Grundsätzlich nicht. Eine erneute Vermögensauskunft innerhalb von zwei Jahren kommt vor allem dann in Betracht, wenn glaubhaft gemacht wird, dass sich die Vermögensverhältnisse wesentlich geändert haben.
Was passiert, wenn ich die Vermögensauskunft verweigere?
Wenn der Schuldner die Vermögensauskunft ohne ausreichenden Grund verweigert oder nicht zum Termin erscheint, kann ein Haftbefehl zur Erzwingung der Abgabe beantragt werden. Außerdem kann eine Eintragung in das Schuldnerverzeichnis drohen.
Kommt man durch ein Vermögensverzeichnis automatisch ins Schuldnerverzeichnis?
Nicht automatisch in jedem Fall. Eine Eintragung in das Schuldnerverzeichnis erfolgt nur, wenn die gesetzlichen Voraussetzungen erfüllt sind. Dazu kann unter anderem gehören, dass die Vermögensauskunft verweigert wird oder nach dem Vermögensverzeichnis keine vollständige Befriedigung des Gläubigers zu erwarten ist.
Ist ein Vermögensverzeichnis schlecht für die SCHUFA?
Das Vermögensverzeichnis selbst ist nicht dasselbe wie ein SCHUFA-Eintrag. Problematisch ist jedoch eine mögliche Eintragung in das Schuldnerverzeichnis. Solche Informationen können die Bonität erheblich beeinträchtigen.
Was bedeutet Vermögensverzeichnis nach § 284 AO?
Ein Vermögensverzeichnis nach § 284 AO betrifft die Vermögensauskunft im Bereich öffentlich-rechtlicher Forderungen, zum Beispiel bei Steuerforderungen oder anderen Forderungen von Behörden.
Was muss ich im Vermögensverzeichnis angeben?
Anzugeben sind alle relevanten Vermögenswerte, Einkünfte, Konten, Forderungen, Rechte, Immobilien, Fahrzeuge, Beteiligungen und bestimmte frühere Vermögensübertragungen.
Was passiert, wenn ich etwas vergessen habe?
Ein versehentliches Versehen sollte möglichst schnell korrigiert werden. Bewusst falsche oder unvollständige Angaben können dagegen erhebliche rechtliche und strafrechtliche Folgen haben.
Können Gläubiger mit dem Vermögensverzeichnis direkt pfänden?
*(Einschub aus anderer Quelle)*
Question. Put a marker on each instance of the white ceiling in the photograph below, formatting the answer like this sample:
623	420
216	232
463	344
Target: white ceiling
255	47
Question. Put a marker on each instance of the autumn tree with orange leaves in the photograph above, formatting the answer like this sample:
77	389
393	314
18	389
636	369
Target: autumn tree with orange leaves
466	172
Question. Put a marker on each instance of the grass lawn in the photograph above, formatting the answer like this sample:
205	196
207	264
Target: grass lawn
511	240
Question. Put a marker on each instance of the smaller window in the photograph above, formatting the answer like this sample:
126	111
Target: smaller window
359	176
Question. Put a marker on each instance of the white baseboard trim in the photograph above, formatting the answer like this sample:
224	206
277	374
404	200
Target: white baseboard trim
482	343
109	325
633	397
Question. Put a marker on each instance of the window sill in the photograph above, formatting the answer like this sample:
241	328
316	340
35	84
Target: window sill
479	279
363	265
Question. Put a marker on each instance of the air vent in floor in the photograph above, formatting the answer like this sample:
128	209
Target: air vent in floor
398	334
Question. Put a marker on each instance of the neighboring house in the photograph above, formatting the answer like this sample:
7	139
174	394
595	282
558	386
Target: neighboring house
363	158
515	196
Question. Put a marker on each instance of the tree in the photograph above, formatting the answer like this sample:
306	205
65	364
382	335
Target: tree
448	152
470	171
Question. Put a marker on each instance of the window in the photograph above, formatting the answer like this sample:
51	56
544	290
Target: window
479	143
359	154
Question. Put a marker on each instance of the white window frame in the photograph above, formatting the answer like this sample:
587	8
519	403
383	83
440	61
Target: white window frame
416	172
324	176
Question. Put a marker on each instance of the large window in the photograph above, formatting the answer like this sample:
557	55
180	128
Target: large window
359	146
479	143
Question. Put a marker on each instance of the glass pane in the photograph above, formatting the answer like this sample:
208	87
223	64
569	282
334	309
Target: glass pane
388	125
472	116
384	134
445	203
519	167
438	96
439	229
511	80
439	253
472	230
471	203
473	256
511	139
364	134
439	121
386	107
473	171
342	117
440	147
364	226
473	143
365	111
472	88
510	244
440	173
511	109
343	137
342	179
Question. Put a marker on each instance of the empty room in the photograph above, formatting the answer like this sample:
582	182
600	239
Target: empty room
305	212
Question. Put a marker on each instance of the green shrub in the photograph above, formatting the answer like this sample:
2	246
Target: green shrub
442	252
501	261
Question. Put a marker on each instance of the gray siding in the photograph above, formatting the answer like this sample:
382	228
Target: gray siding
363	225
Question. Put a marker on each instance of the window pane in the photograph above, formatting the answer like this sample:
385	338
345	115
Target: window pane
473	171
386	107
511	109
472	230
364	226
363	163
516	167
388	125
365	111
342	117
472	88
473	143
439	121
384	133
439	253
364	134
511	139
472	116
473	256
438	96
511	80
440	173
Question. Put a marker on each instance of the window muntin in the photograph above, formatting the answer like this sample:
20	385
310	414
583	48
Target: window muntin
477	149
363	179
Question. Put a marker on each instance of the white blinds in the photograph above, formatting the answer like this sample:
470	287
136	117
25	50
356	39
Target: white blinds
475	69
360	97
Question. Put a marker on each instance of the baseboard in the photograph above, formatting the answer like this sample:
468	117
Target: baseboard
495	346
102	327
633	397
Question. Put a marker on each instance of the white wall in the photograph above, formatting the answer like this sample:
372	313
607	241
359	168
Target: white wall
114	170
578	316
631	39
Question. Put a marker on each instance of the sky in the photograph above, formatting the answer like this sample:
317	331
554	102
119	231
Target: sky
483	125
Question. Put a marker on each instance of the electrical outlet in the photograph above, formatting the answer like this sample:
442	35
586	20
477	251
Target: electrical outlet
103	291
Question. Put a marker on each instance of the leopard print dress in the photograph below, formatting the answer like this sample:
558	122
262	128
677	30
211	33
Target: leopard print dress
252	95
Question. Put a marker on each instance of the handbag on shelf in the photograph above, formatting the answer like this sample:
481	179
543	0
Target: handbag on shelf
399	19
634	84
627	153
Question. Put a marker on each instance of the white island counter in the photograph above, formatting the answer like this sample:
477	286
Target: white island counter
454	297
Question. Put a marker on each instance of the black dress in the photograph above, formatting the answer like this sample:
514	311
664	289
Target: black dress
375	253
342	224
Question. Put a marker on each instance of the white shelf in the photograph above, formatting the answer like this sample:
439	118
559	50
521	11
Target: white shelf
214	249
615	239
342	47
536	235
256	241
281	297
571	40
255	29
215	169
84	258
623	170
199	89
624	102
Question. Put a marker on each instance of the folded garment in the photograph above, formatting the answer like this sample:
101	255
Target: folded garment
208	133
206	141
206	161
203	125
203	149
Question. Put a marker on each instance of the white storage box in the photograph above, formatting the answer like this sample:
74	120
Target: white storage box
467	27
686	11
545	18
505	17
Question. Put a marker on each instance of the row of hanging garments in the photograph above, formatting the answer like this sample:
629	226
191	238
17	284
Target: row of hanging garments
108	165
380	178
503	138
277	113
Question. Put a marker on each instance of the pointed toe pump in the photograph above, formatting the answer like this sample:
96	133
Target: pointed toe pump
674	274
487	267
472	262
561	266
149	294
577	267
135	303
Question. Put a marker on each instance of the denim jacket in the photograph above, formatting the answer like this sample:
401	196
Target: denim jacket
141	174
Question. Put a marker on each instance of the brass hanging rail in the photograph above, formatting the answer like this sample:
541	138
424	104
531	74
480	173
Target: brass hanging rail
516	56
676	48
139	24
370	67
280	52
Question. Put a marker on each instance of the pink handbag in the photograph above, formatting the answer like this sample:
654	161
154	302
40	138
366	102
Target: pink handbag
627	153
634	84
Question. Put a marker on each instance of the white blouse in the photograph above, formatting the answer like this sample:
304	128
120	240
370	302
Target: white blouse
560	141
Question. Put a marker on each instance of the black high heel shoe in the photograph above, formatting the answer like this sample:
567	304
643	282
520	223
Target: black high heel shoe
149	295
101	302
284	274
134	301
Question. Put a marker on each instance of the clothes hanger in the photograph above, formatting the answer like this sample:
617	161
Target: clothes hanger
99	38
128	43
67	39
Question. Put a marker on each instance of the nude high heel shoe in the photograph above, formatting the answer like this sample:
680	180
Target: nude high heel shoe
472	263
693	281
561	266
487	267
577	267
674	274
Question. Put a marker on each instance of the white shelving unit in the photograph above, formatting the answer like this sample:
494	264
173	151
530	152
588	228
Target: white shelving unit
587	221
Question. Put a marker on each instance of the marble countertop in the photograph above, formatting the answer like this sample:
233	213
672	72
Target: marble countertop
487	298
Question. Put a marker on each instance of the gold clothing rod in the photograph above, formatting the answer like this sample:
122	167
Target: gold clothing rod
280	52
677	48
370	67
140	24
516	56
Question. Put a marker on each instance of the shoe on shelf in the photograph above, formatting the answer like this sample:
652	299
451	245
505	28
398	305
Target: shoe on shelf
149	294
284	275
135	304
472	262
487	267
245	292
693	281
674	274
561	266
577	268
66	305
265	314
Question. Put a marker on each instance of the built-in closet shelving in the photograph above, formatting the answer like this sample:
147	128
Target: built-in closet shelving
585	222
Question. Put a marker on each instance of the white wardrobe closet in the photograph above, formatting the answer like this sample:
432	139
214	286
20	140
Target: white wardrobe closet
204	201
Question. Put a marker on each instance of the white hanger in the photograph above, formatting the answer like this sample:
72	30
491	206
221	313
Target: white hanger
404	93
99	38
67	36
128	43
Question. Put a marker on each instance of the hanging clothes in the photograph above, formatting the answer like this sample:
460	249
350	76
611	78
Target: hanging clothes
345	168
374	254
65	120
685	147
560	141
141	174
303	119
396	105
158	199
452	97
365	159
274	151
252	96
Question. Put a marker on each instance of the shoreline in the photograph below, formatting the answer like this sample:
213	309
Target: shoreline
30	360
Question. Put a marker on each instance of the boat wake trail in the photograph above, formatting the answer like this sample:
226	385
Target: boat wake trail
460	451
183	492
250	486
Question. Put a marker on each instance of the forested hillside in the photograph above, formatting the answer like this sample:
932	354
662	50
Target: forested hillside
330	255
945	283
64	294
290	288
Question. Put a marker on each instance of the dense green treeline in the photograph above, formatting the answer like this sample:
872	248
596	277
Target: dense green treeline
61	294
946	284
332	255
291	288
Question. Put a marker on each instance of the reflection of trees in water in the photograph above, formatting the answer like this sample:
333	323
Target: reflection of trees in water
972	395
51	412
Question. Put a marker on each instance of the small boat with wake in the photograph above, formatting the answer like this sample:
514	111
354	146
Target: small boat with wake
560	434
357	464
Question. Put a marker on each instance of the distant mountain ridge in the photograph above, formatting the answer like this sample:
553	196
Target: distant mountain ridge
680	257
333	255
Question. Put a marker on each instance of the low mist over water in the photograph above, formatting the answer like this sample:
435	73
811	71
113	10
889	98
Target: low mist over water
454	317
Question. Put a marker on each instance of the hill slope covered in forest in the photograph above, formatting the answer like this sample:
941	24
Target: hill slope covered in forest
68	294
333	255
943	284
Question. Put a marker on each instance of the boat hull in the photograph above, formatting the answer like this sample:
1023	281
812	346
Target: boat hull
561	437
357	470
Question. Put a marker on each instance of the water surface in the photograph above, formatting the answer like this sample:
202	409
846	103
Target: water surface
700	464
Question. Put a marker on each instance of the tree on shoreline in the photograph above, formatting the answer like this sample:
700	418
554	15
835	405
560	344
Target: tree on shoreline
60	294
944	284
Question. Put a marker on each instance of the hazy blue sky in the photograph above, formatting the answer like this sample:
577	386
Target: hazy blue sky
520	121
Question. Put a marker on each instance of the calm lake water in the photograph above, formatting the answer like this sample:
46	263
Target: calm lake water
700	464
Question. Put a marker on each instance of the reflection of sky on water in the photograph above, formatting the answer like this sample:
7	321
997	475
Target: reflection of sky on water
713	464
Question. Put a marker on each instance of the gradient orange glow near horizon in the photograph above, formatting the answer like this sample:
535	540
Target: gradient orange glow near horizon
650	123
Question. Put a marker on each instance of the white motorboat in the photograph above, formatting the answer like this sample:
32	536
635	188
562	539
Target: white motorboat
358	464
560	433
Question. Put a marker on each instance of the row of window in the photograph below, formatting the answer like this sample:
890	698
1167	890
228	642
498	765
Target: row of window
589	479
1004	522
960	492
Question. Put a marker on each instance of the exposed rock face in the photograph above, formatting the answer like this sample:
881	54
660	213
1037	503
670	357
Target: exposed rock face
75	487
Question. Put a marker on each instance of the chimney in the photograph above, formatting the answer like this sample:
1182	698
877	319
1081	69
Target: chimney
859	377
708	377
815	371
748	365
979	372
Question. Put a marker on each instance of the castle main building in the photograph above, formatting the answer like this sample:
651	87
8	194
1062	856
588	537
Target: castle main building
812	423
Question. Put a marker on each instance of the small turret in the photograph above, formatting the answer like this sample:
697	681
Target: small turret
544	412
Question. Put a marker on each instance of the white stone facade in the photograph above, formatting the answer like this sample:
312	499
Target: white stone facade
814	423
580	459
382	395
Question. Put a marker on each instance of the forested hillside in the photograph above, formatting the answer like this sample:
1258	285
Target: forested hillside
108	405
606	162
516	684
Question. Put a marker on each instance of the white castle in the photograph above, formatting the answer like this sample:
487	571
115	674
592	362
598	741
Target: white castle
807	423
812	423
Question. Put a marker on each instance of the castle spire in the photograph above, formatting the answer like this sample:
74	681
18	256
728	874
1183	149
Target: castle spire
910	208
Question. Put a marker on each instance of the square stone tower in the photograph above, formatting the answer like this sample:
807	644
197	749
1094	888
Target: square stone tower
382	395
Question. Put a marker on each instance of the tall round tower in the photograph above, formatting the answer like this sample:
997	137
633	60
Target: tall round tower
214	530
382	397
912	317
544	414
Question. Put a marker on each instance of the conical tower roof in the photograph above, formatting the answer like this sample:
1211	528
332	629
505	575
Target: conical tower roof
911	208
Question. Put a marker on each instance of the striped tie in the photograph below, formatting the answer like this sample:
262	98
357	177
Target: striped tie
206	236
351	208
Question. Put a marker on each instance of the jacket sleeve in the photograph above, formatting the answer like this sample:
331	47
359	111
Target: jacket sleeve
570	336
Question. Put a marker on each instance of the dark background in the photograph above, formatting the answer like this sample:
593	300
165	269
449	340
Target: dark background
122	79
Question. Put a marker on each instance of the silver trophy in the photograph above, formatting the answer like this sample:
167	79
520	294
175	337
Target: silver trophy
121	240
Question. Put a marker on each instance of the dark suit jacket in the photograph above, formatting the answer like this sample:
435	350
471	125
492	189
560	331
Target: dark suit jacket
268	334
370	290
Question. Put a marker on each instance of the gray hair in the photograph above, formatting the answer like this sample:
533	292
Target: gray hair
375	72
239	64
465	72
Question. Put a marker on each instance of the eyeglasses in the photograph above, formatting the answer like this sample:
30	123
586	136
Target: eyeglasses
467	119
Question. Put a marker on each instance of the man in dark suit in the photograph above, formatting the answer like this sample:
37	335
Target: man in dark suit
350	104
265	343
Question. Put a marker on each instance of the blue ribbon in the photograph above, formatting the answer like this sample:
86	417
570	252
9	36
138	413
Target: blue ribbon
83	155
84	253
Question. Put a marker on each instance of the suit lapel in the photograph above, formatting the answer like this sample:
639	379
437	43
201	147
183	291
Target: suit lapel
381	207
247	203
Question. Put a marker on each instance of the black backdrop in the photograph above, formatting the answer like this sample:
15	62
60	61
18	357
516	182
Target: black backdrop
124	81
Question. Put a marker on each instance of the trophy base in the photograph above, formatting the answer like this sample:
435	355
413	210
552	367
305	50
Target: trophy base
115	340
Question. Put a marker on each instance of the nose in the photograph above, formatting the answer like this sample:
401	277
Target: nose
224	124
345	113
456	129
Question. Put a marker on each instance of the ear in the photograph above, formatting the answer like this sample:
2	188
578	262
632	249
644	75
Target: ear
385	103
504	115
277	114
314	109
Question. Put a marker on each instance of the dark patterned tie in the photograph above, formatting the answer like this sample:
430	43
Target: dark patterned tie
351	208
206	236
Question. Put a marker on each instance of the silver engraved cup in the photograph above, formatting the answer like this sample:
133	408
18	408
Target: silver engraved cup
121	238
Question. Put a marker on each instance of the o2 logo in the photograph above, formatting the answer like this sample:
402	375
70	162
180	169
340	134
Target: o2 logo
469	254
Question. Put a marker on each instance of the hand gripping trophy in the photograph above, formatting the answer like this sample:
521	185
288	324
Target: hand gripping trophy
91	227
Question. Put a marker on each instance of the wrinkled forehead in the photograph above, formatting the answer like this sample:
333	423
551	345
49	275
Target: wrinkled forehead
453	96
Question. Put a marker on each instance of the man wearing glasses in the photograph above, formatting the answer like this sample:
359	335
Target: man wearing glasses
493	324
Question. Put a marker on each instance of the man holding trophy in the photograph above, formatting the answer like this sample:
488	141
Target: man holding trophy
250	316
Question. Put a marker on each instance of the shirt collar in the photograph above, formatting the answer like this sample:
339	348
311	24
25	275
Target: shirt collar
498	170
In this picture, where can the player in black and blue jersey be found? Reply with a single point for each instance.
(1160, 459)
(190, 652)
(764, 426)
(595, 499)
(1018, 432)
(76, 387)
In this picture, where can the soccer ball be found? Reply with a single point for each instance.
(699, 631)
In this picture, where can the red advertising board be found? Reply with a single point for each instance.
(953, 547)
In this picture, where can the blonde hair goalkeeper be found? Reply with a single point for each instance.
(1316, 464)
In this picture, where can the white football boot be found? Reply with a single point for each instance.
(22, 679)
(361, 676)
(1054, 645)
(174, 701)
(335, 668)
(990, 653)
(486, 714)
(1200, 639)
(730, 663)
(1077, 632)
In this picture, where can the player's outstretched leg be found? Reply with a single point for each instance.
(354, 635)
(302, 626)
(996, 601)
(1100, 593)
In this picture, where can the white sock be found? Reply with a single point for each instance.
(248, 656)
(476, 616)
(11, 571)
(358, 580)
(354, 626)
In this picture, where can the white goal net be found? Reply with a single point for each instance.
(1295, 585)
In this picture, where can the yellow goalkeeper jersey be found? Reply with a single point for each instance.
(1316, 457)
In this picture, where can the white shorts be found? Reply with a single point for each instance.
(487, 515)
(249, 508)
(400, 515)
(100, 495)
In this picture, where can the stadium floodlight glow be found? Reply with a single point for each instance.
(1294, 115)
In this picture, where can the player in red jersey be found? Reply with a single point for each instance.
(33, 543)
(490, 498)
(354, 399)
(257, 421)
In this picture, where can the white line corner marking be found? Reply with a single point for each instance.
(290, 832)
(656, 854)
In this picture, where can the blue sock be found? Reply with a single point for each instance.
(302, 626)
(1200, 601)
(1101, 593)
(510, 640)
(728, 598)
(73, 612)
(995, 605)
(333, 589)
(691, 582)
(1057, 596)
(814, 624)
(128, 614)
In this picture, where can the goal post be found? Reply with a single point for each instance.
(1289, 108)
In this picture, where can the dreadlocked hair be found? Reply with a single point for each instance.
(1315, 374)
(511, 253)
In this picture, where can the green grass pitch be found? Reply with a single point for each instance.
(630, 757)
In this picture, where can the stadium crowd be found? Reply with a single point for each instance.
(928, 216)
Das Vermögensverzeichnis selbst ist noch keine Pfändung. Es liefert dem Gläubiger aber die Informationen, um gezielte Pfändungsmaßnahmen einzuleiten.
Warum ist das Vermögensverzeichnis für Unternehmer besonders gefährlich?
Bei Unternehmern kann das Vermögensverzeichnis zeigen, dass bereits eine erhebliche wirtschaftliche Krise besteht. Es kann außerdem Geschäftskonten, Forderungen, Warenbestände, Maschinen, Fahrzeuge und andere betriebliche Vermögenswerte offenlegen. Bei Kapitalgesellschaften kann zusätzlich die Frage entstehen, ob eine Insolvenzantragspflicht besteht.
Zusammenfassung
Das Vermögensverzeichnis ist eines der wichtigsten Dokumente der Zwangsvollstreckung. Es enthält die Vermögensangaben des Schuldners aus der Vermögensauskunft und wird elektronisch beim zentralen Vollstreckungsgericht hinterlegt.
Für Gläubiger ist es ein wichtiges Instrument, um gezielte Vollstreckungsmaßnahmen vorzubereiten. Für Schuldner ist es ein ernstes Warnsignal, weil falsche Angaben, Nichtabgabe, Haftbefehl, Schuldnerverzeichniseintrag und Bonitätsprobleme drohen können.
Bei Unternehmern, Selbstständigen, GmbH-Geschäftsführern und UG-Geschäftsführern hat das Vermögensverzeichnis besondere Bedeutung. Es kann anzeigen, dass die wirtschaftliche Krise bereits weit fortgeschritten ist und Sanierung, Vergleich, Vollstreckungsschutz oder Insolvenzantragspflichten dringend geprüft werden müssen.